From newshub.ccs.yorku.ca!ists!helios.physics.utoronto.ca!news-server.ecf!utgpu!cs.utexas.edu!qt.cs.utexas.edu!zaphod.mps.ohio-state.edu!sol.ctr.columbia.edu!bronze!chalmers Wed Apr 22 12:03:58 EDT 1992
Article 5140 of comp.ai.philosophy:
Xref: newshub.ccs.yorku.ca comp.ai.philosophy:5140 sci.philosophy.tech:2565
Newsgroups: comp.ai.philosophy,sci.philosophy.tech
Path: newshub.ccs.yorku.ca!ists!helios.physics.utoronto.ca!news-server.ecf!utgpu!cs.utexas.edu!qt.cs.utexas.edu!zaphod.mps.ohio-state.edu!sol.ctr.columbia.edu!bronze!chalmers
>From: chalmers@bronze.ucs.indiana.edu (David Chalmers)
Subject: Re: A rock implements every FSA
Message-ID: <1992Apr17.222658.1055@bronze.ucs.indiana.edu>
Organization: Indiana University
References: <1992Apr17.142040.11231@husc3.harvard.edu> <1992Apr17.202258.20091@bronze.ucs.indiana.edu> <1992Apr17.211851.18106@sophia.smith.edu>
Date: Fri, 17 Apr 92 22:26:58 GMT
Lines: 77

In article <1992Apr17.211851.18106@sophia.smith.edu> orourke@sophia.smith.edu (Joseph O'Rourke) writes:
>In article <1992Apr17.202258.20091@bronze.ucs.indiana.edu> 
>	chalmers@bronze.ucs.indiana.edu (David Chalmers) writes:
>
> >Personally, I find bizarre the idea that such blatantly contingent
> >facts as the law of gravity or the mass of an electron could be
> >metaphysically necessary.  
>
>This is an interesting point to me, and I would like to know where
>Kripke discusses it.  I couldn't find it in Naming & Necessity, but
>I haven't read that cover-to-cover since I passed the age of reason :-).

At the very end of the book version, p. 164.

  The third lecture suggests that a good deal of what contemporary
  philosophy regards as mere physical necessity is actually
  necessary tout court.  The question of how far this can be pushed
  is one I leave for further work.

>It seems what is or is not contingent depends on the status of
>accepted physics.  Isn't it possible that the law of gravity must
>hold in any existent universe, that it follows inexorably from the
>existence of *any* matter?

Well, on the face of it it's just blatantly false that the law of
gravity must hold in any existent universe.  I can coherently
conceive of a world in which there's no gravitational force,
or in which the gravitational constant is different, or...

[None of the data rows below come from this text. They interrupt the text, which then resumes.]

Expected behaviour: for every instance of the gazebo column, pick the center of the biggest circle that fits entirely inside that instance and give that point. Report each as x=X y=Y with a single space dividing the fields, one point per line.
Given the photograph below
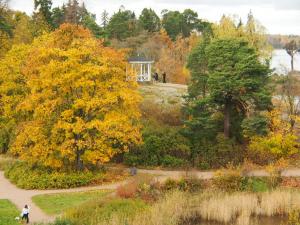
x=149 y=72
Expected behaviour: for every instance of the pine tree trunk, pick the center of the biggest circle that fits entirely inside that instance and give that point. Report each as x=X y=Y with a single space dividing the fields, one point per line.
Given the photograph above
x=227 y=120
x=79 y=163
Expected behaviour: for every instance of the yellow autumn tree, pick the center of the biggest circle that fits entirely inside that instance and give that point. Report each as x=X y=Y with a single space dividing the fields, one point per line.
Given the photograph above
x=79 y=109
x=280 y=142
x=252 y=32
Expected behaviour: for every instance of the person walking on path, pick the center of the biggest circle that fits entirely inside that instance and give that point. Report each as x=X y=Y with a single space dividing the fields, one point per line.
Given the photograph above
x=25 y=213
x=156 y=77
x=164 y=77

Most of the instances of physical necessity turning out to be
metaphysical necessity can actually be interpreted as cases of
conceptual necessity -- it's just that in certain cases, a posteriori
discoveries can actually determine constraints on the application
of a concept.  So it turns out to be conceptually necessary (though
a posteriori) that water is H20.  But this is not so much finding
out something new about the metaphysical structure of the cosmos
as finding out something new about the semantics of the term
"water".

It's not impossible that other contingent-seeming facts might
turn out to be necessary; but that necessity, at least in all
of Kripke's cases, needs to be licensed by the discovery of
semantic constraints.  So: it might even turn out that "the
mass of the electron = X" is necessary, but only because we
wouldn't call something with different mass an electron.
This is a far cry from turning all physical necessity into
metaphysical necessity.  e.g. the statement "the thing that
orbits around the nucleus has mass X" would remain entirely
contingent.

For all nomic necessity to turn out to be metaphysical necessity
would be very bizarre, as I said.  It certainly couldn't be
established solely by Kripke-style semantic considerations,
and it's not clear what other considerations could establish it.
It's more plausible that it might turn out that various
scientific laws turn out to be necessary for the development
of life, or of intelligence (if the thing that orbits around
the nucleus had been a little bit heavier, then complex organic
molecules would have been unstable, or some such) -- see various
discussion of the "Anthropic Principle" -- but this falls a
long way short of metaphysical necessity.

>Of course we don't (yet?) know this is
>the case, but it seems that contingency is a function of advances in
>physics, which are a function of time.  So contingency is really
>contingency(t).

Well, a more natural way to interpret this would be that necessity
and contingency is fixed (modulo actual changes in the meaning
of various terms), but that over time we can make discoveries
about what's necessary and what's contingent.  So "water is H20"
was necessary back in 200 A.D., people just didn't know it.

-- 
Dave Chalmers                            (dave@cogsci.indiana.edu)      
Center for Research on Concepts and Cognition, Indiana University.
"It is not the least charm of a theory that it is refutable."